The napkin crumbles in my fist as I dig around my brain for a moment, trying to locate the memory inside my head.
It's foggy and vague, and most likely because I drank my parents’ vodka all the time.
They blamed the empty bottles on each other, while it was my fingers tingling.
But a little neuron dusts off the videotape I’m searching for and hands the memory to me, much to my relief.
“I made you wear it the next day.” I look back at her and toss the napkin into an empty basket.
“Then you picked me up and kissed me on the forehead.” She rubs her hands together underneath the table with her cheeks flushing. “They all thought I was dating a Junior in high school. It was the coolest thing ever.”
“I always kissed you on the forehead after that, didn’t I?”
“Yeah... I kinda always had a little crush on you after that.”
“Uh... Payton.” I run both hands through my hair and stare down at the wooden picnic table. The crumbs and dried ketchup stains glare back at me. When I try to feel anything, I choke up. Right now, something has its claws wrapped around my lungs, refusing to let me free.
“You dated in high school, right?” I ask and lift up my head.
Her cute little button nose crunches up. “Not really.”
“You never sat there and made out with someone under the stairway?”
“No, umm...” Her laugh turns nervous and shy.
“Seriously?”
“Yeah...”
“Was I your first kiss?”
“Umm...” She visibly swallows, biting her bottom lip. “I’d make out with Charlie for shits and giggles, but with a guy... I uhh... yeah.”
I run a hand along my neck. Images of my sister aside, the fact that I was her first kiss in any real sense sends me reeling.
I can’t wrap a finger around how someone as gorgeous as her managed to walk with a diploma without dating one fool.
With one look from her blue eyes and thick lashes, I cave in. I need to kiss her again.
“Is there something wrong?” She asks.
“No... I’m just stealing all your firsts that you could be having with someone else.”
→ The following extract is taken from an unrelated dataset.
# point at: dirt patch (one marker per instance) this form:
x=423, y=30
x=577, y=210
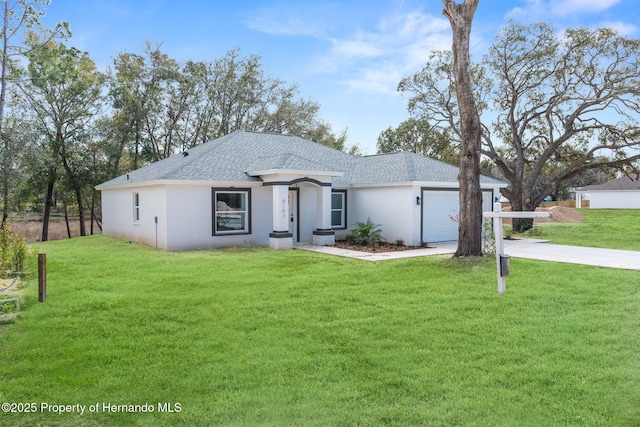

“Oh...” Her eyes dart around as she bites the inside of her cheeks. “I’m going to throw these away,” obviously trying to change the subject. She snags the baskets and empty drinks.
“No, wait.”
She gets up and walks to the trashcan on the other side of the food truck.
I follow behind her, and she turns around to face me.
“It’s just because it’s me... I dunno how to say it.
I’m not good with this sort of thing. I’d never really expressed my emotions to Brittni.
The whole ‘I love you’ thing came out of the blue one day from her mouth and I just said it back, but you.
..I care about you... I always have. I just never really noticed it before,” I confess.
“Okay...” she says, with an odd look on her face.
“I know you feel it too, you just admitted it so you can’t tell me you don’t.”
“But what if we finish Roulette and it ends? Things always end.” Her brows furrow as a pained expression finds its way across her face. She hugs herself as if it’s cold, but it’s still warm outside.
“It doesn’t have to end. Go out with me? Let’s try...” I ask.